Tradisi ini bukan sekadar seremoni panen, tetapi juga bentuk penghormatan kepada alam dan kekuatan ilahi yang dianggap memberikan rezeki. Dalam prosesi ini, telur maleo diserahkan kepada tokoh adat sebagai simbol keberkahan dan harmoni dengan alam.

2. Upacara Nompudu Valaa Mpuse

Upacara yang berasal dari masyarakat Palu ini berakar pada keyakinan bahwa tembuni (plasenta) memiliki hubungan spiritual dengan bayi. Nompudu Valaa Mpuse dilakukan segera setelah kelahiran sebagai bentuk pemisahan yang sakral antara bayi dan tembuni agar bayi tumbuh sehat dan terlindungi dari gangguan gaib.

Prosesi ini menunjukkan betapa dalamnya penghargaan masyarakat lokal terhadap fase kehidupan dan transisi spiritual yang menyertainya.

3. Upacara Ratompo Ratompo

Ritual ini merupakan bagian dari prosesi adat yang dilakukan oleh keturunan bangsawan Sulawesi Tengah, biasanya setelah seorang gadis mengikuti upacara Mancumani—penanda bahwa ia telah dewasa secara sosial dan siap menjalani peran di komunitas.

Ratompo Ratompo memperlihatkan bagaimana struktur sosial tradisional masih memberi tempat penting pada simbolisme status dan kedewasaan perempuan.

4. Upacara Rakeho

Dilakukan oleh Suku Kulawi, Rakeho adalah upacara sakral yang menandai peralihan dari remaja ke dewasa. Dalam prosesi ini, gigi depan bagian atas dan bawah diratakan hingga sejajar dengan gusi. Ritual ini dianggap sebagai bentuk permohonan perlindungan dan penyeimbang emosi, khususnya dalam kehidupan berumah tangga.

Menariknya, Rakeho tidak terikat waktu dan hanya dilakukan ketika orang tua mampu melaksanakannya, menjadikannya sangat personal sekaligus sakral.

5. Upacara Baliya Jinja

Sebelum dunia medis hadir, masyarakat Suku Kaili menggantungkan harapan kesembuhan pada upacara Baliya Jinja.
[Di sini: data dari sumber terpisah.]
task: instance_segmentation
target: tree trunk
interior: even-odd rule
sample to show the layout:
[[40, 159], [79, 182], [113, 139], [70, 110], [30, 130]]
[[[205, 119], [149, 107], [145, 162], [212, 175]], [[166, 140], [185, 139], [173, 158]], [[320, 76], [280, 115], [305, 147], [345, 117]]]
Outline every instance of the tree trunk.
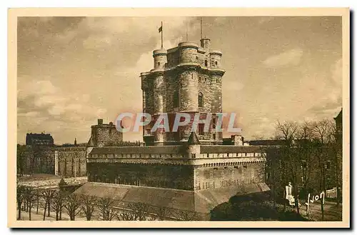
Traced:
[[49, 210], [50, 210], [50, 201], [49, 200], [49, 202], [48, 202], [48, 207], [47, 207], [47, 217], [49, 217]]
[[36, 214], [39, 214], [39, 198], [37, 198], [37, 205], [36, 207]]
[[47, 204], [45, 202], [45, 208], [44, 209], [44, 221], [45, 220], [46, 218], [46, 209], [47, 209]]
[[17, 217], [18, 220], [21, 219], [21, 206], [22, 206], [21, 204], [22, 204], [22, 201], [17, 203], [17, 207], [19, 208], [19, 215]]
[[31, 202], [29, 203], [29, 219], [31, 220], [31, 208], [32, 207], [32, 205], [31, 204]]

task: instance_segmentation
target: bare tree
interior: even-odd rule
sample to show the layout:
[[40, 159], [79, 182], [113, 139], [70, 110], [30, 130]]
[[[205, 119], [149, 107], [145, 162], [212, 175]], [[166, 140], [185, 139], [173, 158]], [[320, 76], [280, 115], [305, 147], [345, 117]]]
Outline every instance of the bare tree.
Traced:
[[149, 206], [141, 202], [129, 203], [128, 206], [135, 215], [135, 220], [144, 221], [146, 219]]
[[91, 219], [91, 216], [94, 211], [95, 202], [96, 199], [94, 196], [83, 195], [81, 197], [81, 210], [86, 214], [88, 221]]
[[283, 151], [283, 159], [284, 167], [287, 167], [291, 174], [291, 182], [293, 185], [293, 194], [295, 197], [295, 207], [298, 214], [300, 214], [298, 207], [298, 178], [300, 163], [294, 157], [296, 149], [294, 148], [294, 139], [298, 131], [298, 124], [293, 121], [277, 122], [276, 125], [276, 136], [283, 140], [283, 146], [281, 147]]
[[169, 208], [160, 206], [157, 208], [156, 215], [159, 220], [164, 221], [171, 216], [171, 211]]
[[25, 187], [21, 185], [18, 185], [16, 186], [16, 202], [17, 208], [19, 209], [19, 214], [17, 216], [17, 219], [21, 219], [21, 206], [22, 203], [25, 197]]
[[101, 198], [98, 201], [98, 208], [102, 220], [111, 221], [118, 217], [118, 211], [113, 208], [114, 204], [114, 201], [108, 197]]
[[306, 200], [309, 189], [310, 176], [314, 167], [316, 149], [313, 142], [313, 124], [306, 121], [298, 126], [296, 134], [296, 157], [301, 167]]
[[55, 192], [56, 191], [52, 189], [45, 189], [42, 191], [42, 198], [45, 202], [44, 208], [44, 220], [45, 220], [46, 210], [47, 217], [49, 217], [50, 216], [51, 201]]
[[24, 197], [29, 209], [29, 219], [31, 220], [31, 209], [33, 207], [33, 204], [36, 201], [36, 191], [31, 187], [26, 187], [24, 190]]
[[79, 196], [74, 194], [68, 195], [66, 197], [64, 207], [67, 209], [69, 219], [71, 221], [75, 220], [76, 216], [81, 211], [81, 201], [79, 200]]
[[118, 220], [135, 221], [135, 214], [131, 211], [122, 212], [118, 216]]
[[65, 196], [61, 191], [56, 191], [52, 198], [51, 208], [56, 212], [56, 220], [61, 220], [60, 215], [64, 206]]
[[[321, 190], [326, 194], [326, 161], [328, 159], [328, 154], [331, 145], [333, 143], [334, 134], [333, 124], [332, 121], [323, 119], [316, 122], [312, 129], [315, 135], [315, 143], [317, 146], [317, 157], [320, 169], [320, 185]], [[321, 200], [321, 216], [324, 219], [324, 208], [323, 201]]]
[[176, 214], [176, 217], [178, 219], [178, 220], [185, 221], [198, 220], [198, 214], [196, 211], [180, 210]]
Dipimpin oleh seorang Tina Nu Baliya, ritual ini menggabungkan doa, musik, dan nyanyian untuk memohon petunjuk penyembuhan dari leluhur.

Baliya Jinja bukan hanya metode penyembuhan, tetapi juga ruang spiritual untuk memperkuat hubungan manusia dengan leluhur, komunitas, dan alam semesta.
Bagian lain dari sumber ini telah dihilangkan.